Community perceptions and attitudes on malaria case management and the role of community health workers

Collins J Owek, Elizabeth Oluoch, Juddy Wachira, Benson Estambale, Yaw A Afrane
Malaria Journal 2017 July 4, 16 (1): 272
28676113

BACKGROUND: Community Case Management of malaria (CCMm) is one of the new approaches adopted by the World Health Organization for malaria endemic countries to reduce the burden of malaria for vulnerable populations. It is based on the evidence that well-trained and supervised community health workers (CHWs) can provide prompt and adequate treatment to fever cases within 24 h to help reduce morbidity and mortality associated with malaria among under-five children. The perception and attitudes of the community members on the CHWs' role is of greater importance for acceptance of their services. The aim of the study was to assess community's perception and attitude towards CCMm and on CHWs who undertake it.

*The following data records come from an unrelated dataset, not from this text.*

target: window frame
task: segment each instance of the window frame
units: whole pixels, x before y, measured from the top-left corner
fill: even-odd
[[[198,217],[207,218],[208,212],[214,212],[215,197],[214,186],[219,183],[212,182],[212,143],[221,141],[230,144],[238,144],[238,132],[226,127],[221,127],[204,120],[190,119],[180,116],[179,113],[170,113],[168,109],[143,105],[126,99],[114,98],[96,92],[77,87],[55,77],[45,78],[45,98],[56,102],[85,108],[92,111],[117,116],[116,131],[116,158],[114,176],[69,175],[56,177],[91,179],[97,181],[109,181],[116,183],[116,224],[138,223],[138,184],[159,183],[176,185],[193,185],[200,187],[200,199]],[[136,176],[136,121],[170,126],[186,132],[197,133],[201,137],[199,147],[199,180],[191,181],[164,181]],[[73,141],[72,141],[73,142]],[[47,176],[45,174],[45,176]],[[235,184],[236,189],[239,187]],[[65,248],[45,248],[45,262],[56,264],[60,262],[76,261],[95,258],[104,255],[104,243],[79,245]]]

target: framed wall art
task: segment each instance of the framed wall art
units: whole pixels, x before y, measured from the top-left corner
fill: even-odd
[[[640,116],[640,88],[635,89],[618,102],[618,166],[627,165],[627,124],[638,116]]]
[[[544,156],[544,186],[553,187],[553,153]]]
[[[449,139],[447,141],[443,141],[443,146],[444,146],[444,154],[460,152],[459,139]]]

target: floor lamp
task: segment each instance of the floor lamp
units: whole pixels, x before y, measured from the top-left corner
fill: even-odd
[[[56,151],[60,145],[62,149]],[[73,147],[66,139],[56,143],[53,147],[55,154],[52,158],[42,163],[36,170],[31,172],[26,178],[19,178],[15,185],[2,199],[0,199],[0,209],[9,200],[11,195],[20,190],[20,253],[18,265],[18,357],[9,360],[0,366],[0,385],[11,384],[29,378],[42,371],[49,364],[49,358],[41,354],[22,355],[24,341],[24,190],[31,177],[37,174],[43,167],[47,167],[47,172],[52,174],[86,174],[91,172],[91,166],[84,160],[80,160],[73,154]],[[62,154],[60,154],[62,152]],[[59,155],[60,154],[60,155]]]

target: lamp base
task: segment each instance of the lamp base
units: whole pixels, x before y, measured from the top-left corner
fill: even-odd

METHODS: This study was conducted in five districts in western Kenya where Community Case Management was being undertaken. This was a qualitative cross-sectional study in which in-depth interviews and focus group discussions were conducted with mothers of under-five children and key stakeholders.

RESULTS: Overall, there were more positive expressions of perceptions and attitudes of the community members towards the CCMm programme and the role of CHWs. The positive perceptions included among others; recognition and appreciation of services of CHWs, bringing health services to close proximity to the community, avoiding long queues in the health facilities, provision of health education that encourages good health practices, and promotion of positive health-seeking behaviour from within the communities. This programme is not without challenges as some of the negative perceptions expressed by the community members included the fact that some clinicians doubt the capacity of CHWs on dispensing drugs in the community, some CHWs do not keep client's secrets and mistrust of CHWs due to conflicting information by government.

CONCLUSIONS: It was evident that the community had more positive perceptions and attitudes towards the role of CHWs in CCMm than negative ones. There should however, be deliberate efforts towards sustaining the positive aspects and addressing the negative concerns raised by the community and the health care practitioners.